2. Hidden State Caching: A continuous information channel

Discrete memory tokens alone are insufficient. Following Transformer-XL, hidden activations from previous segments are cached as fixed key-value contexts for the current segment. This provides a second channel—while trainable \(M_n\) carries "task-level critical cues," cached states carry "continuous, dense near-term context." Ablations reveal they serve different purposes: dense feedback tasks (ViZDoom) rely more on caching, while sparse decision tasks (T-Maze) rely more on memory embeddings.

3. Memory Retention Valve (MRV): Gating to prevent overwriting

The core innovation: naively passing \(M_{n+1}\) leads to error accumulation or the overwriting of sparse cues by irrelevant updates. MRV is a cross-attention module where the old memory \(M_n\) acts as the Query and the new memory \(M_{n+1}\) acts as the Key/Value:

\[\mathrm{MRV}(M_n, M_{n+1}) = \mathrm{FFN}\big(\mathrm{MultiHead}(Q=M_n,\, K=M_{n+1},\, V=M_{n+1})\big)\]

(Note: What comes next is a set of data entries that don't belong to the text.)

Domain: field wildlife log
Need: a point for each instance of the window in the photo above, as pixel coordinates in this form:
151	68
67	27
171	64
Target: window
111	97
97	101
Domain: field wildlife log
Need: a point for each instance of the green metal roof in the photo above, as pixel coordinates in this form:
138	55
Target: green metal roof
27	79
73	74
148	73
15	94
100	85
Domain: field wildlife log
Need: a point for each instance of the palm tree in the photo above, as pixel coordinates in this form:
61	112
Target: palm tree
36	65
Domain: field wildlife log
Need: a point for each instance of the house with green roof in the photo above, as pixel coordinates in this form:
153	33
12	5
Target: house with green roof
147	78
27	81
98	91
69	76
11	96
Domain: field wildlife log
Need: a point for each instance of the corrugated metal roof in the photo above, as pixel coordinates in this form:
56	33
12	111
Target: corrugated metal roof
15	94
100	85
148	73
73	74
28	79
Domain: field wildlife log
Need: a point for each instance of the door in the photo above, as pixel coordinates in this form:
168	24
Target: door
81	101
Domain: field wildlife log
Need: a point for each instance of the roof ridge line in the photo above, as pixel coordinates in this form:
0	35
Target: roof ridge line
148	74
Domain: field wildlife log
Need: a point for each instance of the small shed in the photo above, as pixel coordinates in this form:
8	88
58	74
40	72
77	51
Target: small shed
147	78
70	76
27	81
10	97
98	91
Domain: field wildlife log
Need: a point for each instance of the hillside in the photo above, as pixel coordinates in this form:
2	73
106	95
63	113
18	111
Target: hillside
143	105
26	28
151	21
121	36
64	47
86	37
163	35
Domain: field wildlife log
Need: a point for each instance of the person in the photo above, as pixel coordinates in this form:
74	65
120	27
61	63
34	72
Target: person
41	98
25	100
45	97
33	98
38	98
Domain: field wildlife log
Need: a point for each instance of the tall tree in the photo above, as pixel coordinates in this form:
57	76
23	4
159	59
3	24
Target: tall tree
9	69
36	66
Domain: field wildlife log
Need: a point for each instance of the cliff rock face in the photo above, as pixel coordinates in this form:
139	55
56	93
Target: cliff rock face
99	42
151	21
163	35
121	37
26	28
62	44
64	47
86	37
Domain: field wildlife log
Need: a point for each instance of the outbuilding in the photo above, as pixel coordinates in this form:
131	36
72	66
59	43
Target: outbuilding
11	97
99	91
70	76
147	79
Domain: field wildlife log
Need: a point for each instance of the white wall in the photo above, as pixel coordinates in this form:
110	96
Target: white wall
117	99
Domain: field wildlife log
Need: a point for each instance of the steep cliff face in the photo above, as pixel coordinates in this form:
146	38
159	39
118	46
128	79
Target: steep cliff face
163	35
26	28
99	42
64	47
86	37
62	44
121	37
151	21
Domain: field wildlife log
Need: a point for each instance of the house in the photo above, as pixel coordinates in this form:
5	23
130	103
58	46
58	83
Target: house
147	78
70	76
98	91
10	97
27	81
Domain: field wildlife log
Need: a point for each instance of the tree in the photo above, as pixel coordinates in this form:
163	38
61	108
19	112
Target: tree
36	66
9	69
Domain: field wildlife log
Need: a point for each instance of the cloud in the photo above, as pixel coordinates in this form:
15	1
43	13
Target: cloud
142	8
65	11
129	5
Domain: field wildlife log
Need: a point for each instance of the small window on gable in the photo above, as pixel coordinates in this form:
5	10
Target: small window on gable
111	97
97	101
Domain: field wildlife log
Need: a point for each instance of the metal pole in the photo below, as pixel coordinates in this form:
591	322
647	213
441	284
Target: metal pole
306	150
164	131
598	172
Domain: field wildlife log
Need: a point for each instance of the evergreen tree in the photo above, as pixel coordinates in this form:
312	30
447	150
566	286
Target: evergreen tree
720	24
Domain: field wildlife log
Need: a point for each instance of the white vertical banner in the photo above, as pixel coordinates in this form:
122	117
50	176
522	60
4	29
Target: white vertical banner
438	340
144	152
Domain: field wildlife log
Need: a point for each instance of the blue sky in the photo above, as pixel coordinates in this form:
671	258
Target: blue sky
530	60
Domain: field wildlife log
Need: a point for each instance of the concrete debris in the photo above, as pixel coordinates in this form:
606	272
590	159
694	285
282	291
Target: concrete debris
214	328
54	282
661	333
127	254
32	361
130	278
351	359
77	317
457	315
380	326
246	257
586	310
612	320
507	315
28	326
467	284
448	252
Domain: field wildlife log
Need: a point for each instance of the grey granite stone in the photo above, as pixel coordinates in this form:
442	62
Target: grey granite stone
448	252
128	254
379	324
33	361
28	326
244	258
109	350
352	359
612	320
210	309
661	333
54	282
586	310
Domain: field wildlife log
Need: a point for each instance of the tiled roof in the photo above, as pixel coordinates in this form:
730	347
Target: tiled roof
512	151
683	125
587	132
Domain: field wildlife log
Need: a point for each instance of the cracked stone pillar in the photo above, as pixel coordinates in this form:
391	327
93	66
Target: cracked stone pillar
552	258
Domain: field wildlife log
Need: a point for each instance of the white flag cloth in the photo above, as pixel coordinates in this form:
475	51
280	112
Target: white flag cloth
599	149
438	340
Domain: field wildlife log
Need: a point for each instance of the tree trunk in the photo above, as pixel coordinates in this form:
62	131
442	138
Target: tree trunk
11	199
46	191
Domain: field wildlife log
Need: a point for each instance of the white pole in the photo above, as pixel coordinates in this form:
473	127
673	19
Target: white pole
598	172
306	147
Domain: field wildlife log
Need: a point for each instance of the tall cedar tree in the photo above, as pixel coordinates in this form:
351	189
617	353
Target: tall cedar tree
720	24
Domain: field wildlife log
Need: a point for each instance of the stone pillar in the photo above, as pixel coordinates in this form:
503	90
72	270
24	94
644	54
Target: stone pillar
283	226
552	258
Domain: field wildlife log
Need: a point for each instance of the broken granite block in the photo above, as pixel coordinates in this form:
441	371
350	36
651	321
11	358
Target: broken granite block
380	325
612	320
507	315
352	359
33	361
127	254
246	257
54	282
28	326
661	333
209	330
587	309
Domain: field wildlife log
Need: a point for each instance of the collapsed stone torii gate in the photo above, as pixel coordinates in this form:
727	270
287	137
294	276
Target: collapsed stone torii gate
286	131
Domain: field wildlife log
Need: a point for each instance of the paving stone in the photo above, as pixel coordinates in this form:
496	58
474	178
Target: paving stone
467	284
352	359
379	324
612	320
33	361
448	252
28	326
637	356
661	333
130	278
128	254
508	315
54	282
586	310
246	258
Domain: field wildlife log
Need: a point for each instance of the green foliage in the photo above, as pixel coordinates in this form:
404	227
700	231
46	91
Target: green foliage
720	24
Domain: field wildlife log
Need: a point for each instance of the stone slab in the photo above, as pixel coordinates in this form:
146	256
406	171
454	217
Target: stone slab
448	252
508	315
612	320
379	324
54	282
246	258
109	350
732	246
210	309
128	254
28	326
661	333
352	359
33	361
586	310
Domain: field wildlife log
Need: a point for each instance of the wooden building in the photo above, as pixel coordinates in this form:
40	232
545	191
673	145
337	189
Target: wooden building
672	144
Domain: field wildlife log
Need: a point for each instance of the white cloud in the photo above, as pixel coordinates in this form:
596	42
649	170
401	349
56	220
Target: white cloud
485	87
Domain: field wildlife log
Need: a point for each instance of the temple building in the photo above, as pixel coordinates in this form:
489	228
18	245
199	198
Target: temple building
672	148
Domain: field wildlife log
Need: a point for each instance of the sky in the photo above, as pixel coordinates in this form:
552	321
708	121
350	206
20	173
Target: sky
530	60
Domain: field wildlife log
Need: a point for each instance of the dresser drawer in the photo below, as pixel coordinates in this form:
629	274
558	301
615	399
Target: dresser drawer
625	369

Intuitively, \(M_n\) "scores" each new token based on its existing content to decide what to retain. Unlike the static recurrence in Transformer-XL, MRV is content-aware. The authors provide a Retention Theorem: assuming row-wise \(\ell_2\) normalization and \(\alpha\)-alignment, the memory retention ratio after an MRV update is at least \(\big(1 - \sqrt{2(1-\frac{\alpha}{m})}\big)\):

\[\|M_{n+1} - M_n\|_F \le \sqrt{2\big(1 - \tfrac{\alpha}{m}\big)}\cdot \|M_n\|_F\]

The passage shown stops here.